The hallmarks of Cutler's work are surreal, bizarre juxtapositions and close attention to small details of existence, all described in seemingly naive language. In performance his delivery was frail, halting and minimally inflected. His writing sometimes edged into whimsy or the macabre. Many of his poems and songs are in the form of conversations delivered as a monologue. In these, one party is often Cutler as a child, a poetic voice which he adopted in order to bypass the intellect. Cutler describes the poverty of his early life and the neglect he experienced from his parents with great stoicism. He expresses acceptance of his lot and gratitude for the basic elements of life, for nature, and for parental love, even though that love might bear the marks of strain. In these works the humour arises from the child's curiosity and the playful or self-serving lies the parent tells him in instructing him to do a chore or in order to stop the incessant questions.
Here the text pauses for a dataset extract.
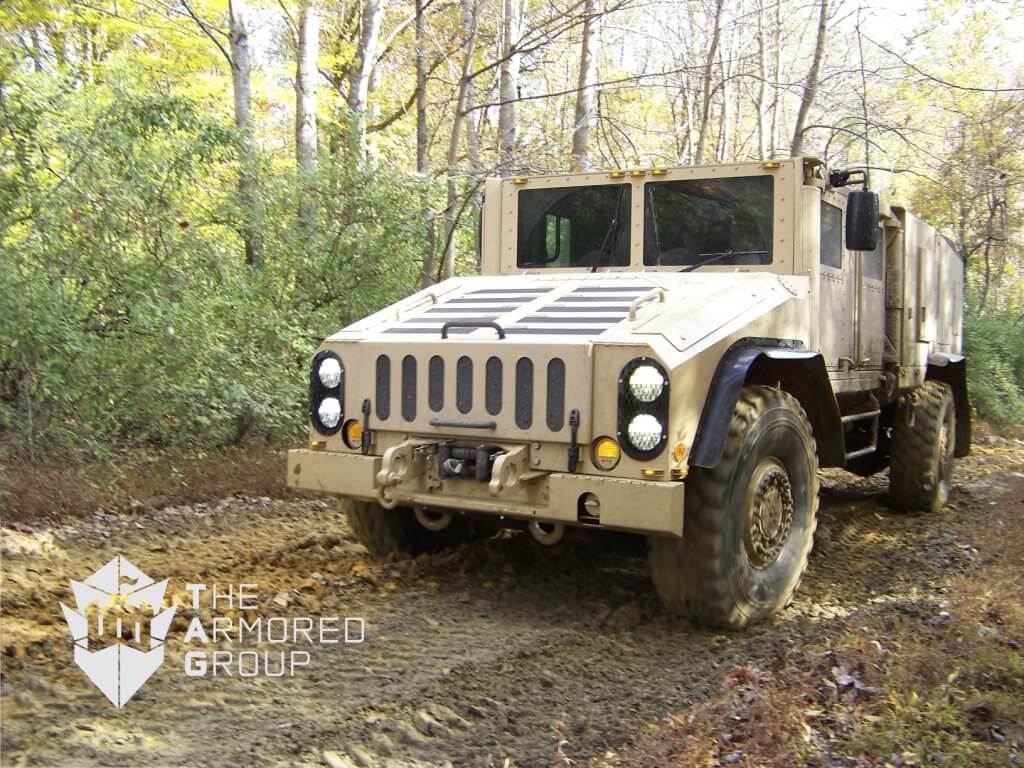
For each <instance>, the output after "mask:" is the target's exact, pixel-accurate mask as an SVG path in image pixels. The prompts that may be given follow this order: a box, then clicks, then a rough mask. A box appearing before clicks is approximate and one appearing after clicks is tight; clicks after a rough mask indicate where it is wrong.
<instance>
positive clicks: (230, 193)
mask: <svg viewBox="0 0 1024 768" xmlns="http://www.w3.org/2000/svg"><path fill="white" fill-rule="evenodd" d="M1022 19H1024V3H1022V2H1020V1H1019V0H1009V1H1000V0H987V1H985V2H980V1H977V2H976V1H973V0H972V1H969V2H950V1H949V0H927V1H926V2H921V3H886V4H881V3H880V4H877V5H876V4H871V3H869V2H867V0H856V1H855V0H816V1H810V0H777V1H776V2H772V1H771V0H415V2H410V1H409V0H323V1H322V2H313V1H312V0H299V1H298V2H296V0H258V1H257V0H251V1H250V2H248V3H247V2H245V0H67V1H65V0H5V2H4V3H3V5H2V7H0V497H2V487H3V471H2V467H3V465H4V464H7V465H8V466H24V465H27V464H28V465H32V464H35V463H42V464H51V465H56V466H65V465H68V464H74V465H86V464H89V463H92V464H95V463H97V462H98V463H104V462H115V461H127V462H130V461H134V460H135V459H133V457H135V458H137V457H138V456H140V455H141V456H145V457H151V458H152V457H156V456H165V457H166V456H183V455H186V454H189V455H199V456H203V455H204V454H205V452H212V451H217V450H221V449H223V447H224V446H230V445H239V444H251V443H253V442H254V441H255V442H261V443H263V442H266V443H268V444H282V443H284V442H288V441H289V440H296V439H299V437H300V435H301V434H302V432H303V430H304V429H305V421H304V418H303V413H304V409H305V407H304V399H305V389H306V381H307V377H308V364H309V359H310V356H311V354H312V352H313V351H314V349H315V348H316V346H317V344H318V343H319V341H321V339H323V338H324V337H325V336H327V335H329V334H331V333H333V332H334V331H337V330H338V329H339V328H341V327H342V326H344V325H345V324H347V323H349V322H351V321H354V319H356V318H358V317H360V316H362V315H365V314H367V313H369V312H371V311H373V310H375V309H377V308H379V307H381V306H383V305H385V304H387V303H389V302H391V301H394V300H395V299H398V298H400V297H401V296H404V295H408V294H409V293H411V292H412V291H413V290H415V289H416V288H417V287H418V286H422V285H429V284H431V283H433V282H435V281H438V280H442V279H444V278H445V276H449V275H452V274H463V273H472V272H473V271H474V270H475V269H476V268H477V263H476V238H477V221H478V216H477V211H478V208H479V205H480V189H481V182H482V180H483V179H484V178H485V177H487V176H494V175H512V174H521V173H538V172H548V171H556V170H564V169H566V168H626V167H636V166H643V167H649V166H654V165H675V164H689V163H709V162H718V161H733V160H751V159H772V158H783V157H790V156H791V155H799V154H805V155H814V156H817V157H819V158H821V159H823V160H824V161H825V162H826V163H827V164H828V165H829V166H831V167H845V166H850V165H861V166H862V165H867V166H869V167H870V168H871V169H872V183H873V185H874V187H876V188H879V189H881V190H882V191H884V193H886V194H888V195H889V196H890V198H892V199H895V200H901V201H905V202H906V203H908V204H909V207H910V208H911V209H912V210H914V211H915V212H918V213H919V214H921V215H922V216H924V217H926V218H927V219H929V220H930V221H931V222H933V223H934V224H936V225H938V226H939V227H940V228H941V229H942V231H943V233H945V234H946V236H947V237H948V238H949V239H950V240H951V242H952V243H954V245H955V247H956V248H957V249H958V251H959V252H961V254H962V255H963V257H964V258H965V261H966V264H967V275H968V282H969V289H970V290H969V294H968V298H967V302H968V307H967V321H966V323H967V329H966V344H967V353H968V355H969V356H970V357H971V366H970V371H971V377H972V378H971V390H972V396H973V400H974V406H975V409H976V412H977V415H978V416H979V417H981V418H982V419H984V420H987V421H988V422H990V423H991V424H992V425H993V426H995V427H996V428H999V429H1006V430H1011V431H1012V430H1013V429H1014V426H1015V425H1021V424H1024V233H1022V223H1024V197H1022V194H1021V193H1022V184H1024V109H1022V106H1024V77H1022V75H1024V45H1021V42H1022V41H1024V22H1022Z"/></svg>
In October 2012 in Seattle, WA, the Mark Morris Dance Group premiered a work entitled "Wooden Tree," featuring recordings of Cutler's renditions of his songs. The premiere, choreographed by Morris, included Mikhail Baryshnikov as one of the group of dancers.

In 2014 a new play, The Beautiful Cosmos of Ivor Cutler, a co-production by Vanishing Point and National Theatre of Scotland, was performed.

Cutler earned a faithful cult following. John Peel once remarked that Cutler was probably the only performer whose work had been featured on Radio 1, 2, 3 and 4. Cutler was a member of the Noise Abatement Society and the Voluntary Euthanasia Society. He retired from performing in 2004, and died on 3 March 2006.

Reflections upon his poetry, humour and legacy continued well after his death.